When a CNBC reporter asked if anyone should be allowed to own parts of the moon, Bigelow answered, “No. No one anything should own the moon. But yes, multiple entities, groups, individuals, yes, they should own” the moon.

If we don’t seize the initiative, he said, China will. And then everyone on Earth will look up at the moon, he said, and know that “it belongs to China.”

Orbiting around Mojave

New Space is efflorescing in multiple locations, including west Texas; southern New Mexico; Huntsville, Ala.; and near the Kennedy Space Center in Florida. But there’s nowhere in America quite like Mojave.

This is where the legendary engineer Burt Rutan and his company Scaled Composites built SpaceShipOne, which in 2004 won the Ansari X Prize as the first private manned vehicle to reach space.

There are 17 space-related companies in Mojave and up to 3,000 employees on any given day. Could one of these companies be the next Google or Facebook? As with the computer industry, there are many players and many clever ideas (or otherwise — a classic industry line is, “I don’t care about your stupid idea; I’ve got a stupid idea of my own.”). Unlike the computer industry, the customer base is small for now, and the products are pricey.

Life in the New Space universe isn’t a breeze. Projects get delayed. Spaceships remain in their hangars, not ready for space. Wall Street investors may drop in to visit, but the big institutional money isn’t ready to gamble on New Space.

“They still face very, very long odds. The vast majority of these ventures will fail. That’s just the way new ventures are,” said Scott Pace, director of the George Washington University Space Policy Institute. The only space businesses that turn a profit are information-based and don’t involve people blasting off the surface, he said. “Given the cost of launch, the things that make money are things that don’t weigh anything — photons, communications, GPS, remote sensing.”

There are cautionary tales in every direction. Consider the Roton, the invention of a Mojave company called Rotary Rocket that in the 1990s tried to create a single-stage, reusable orbital rocket, something no one had done before.

“There were a lot of dreamers in previous years,” said Doug Jones, a former Rotary Rocket engineer who is now with XCOR. “They tried to bite off too big a task.”

The Roton was strangely conical and looks like something from a cartoon.
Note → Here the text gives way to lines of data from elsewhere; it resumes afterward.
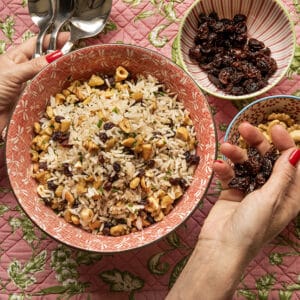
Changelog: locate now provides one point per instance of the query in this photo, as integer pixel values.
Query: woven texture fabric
(35, 266)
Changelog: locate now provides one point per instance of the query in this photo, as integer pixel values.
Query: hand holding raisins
(241, 221)
(16, 68)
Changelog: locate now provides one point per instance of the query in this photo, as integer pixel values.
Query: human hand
(17, 67)
(250, 221)
(239, 225)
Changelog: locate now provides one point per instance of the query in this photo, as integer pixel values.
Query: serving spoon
(88, 20)
(41, 12)
(62, 12)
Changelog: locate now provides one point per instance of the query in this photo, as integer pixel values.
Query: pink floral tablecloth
(33, 266)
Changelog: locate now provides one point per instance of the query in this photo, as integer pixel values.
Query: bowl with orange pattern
(236, 49)
(60, 177)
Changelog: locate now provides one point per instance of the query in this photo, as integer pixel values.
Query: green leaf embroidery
(177, 270)
(23, 277)
(275, 259)
(170, 12)
(7, 27)
(3, 209)
(57, 289)
(293, 287)
(144, 15)
(173, 239)
(155, 39)
(264, 284)
(247, 294)
(121, 281)
(157, 267)
(285, 295)
(110, 26)
(132, 2)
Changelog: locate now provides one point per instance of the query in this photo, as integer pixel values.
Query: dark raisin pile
(235, 64)
(255, 171)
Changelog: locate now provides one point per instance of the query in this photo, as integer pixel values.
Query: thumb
(27, 70)
(282, 178)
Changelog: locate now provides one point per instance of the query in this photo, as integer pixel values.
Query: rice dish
(113, 154)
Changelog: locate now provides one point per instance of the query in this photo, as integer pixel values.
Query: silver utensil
(62, 12)
(89, 20)
(41, 15)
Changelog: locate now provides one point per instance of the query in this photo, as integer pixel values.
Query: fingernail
(294, 157)
(219, 161)
(53, 56)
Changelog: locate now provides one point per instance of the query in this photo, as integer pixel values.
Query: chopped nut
(187, 120)
(134, 183)
(95, 225)
(75, 220)
(160, 143)
(95, 81)
(121, 74)
(295, 134)
(34, 155)
(147, 151)
(49, 112)
(36, 127)
(58, 191)
(69, 197)
(110, 143)
(159, 217)
(125, 125)
(128, 142)
(42, 176)
(60, 99)
(65, 125)
(86, 215)
(81, 188)
(166, 201)
(90, 146)
(67, 216)
(182, 134)
(137, 96)
(118, 230)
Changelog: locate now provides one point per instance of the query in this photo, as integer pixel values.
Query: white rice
(115, 203)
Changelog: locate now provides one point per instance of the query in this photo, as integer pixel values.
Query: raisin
(108, 125)
(254, 172)
(223, 43)
(116, 167)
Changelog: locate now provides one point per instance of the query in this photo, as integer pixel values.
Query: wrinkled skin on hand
(17, 67)
(248, 222)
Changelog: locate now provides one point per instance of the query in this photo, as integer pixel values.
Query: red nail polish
(53, 56)
(294, 157)
(219, 161)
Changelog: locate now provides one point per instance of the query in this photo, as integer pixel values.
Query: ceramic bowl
(267, 21)
(81, 64)
(257, 112)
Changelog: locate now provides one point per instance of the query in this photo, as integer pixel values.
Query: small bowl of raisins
(236, 49)
(262, 113)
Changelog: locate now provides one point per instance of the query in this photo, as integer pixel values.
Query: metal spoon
(41, 15)
(89, 20)
(63, 11)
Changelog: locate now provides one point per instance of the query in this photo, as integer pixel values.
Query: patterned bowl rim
(188, 215)
(232, 123)
(246, 96)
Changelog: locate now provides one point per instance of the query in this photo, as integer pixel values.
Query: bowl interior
(81, 64)
(267, 21)
(256, 112)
Before the company went bust, the Roton had a few short, slightly wobbly test flights in which it never got very far off the ground. The shell of the rocket is now a landmark at the spaceport, rising from a small park in the center of the complex.

People will say “Go right at the rocket,” or “Go left at the rocket.”

It was a daring idea in its day, pushing the edge of the envelope, but now it’s the world’s largest traffic cone.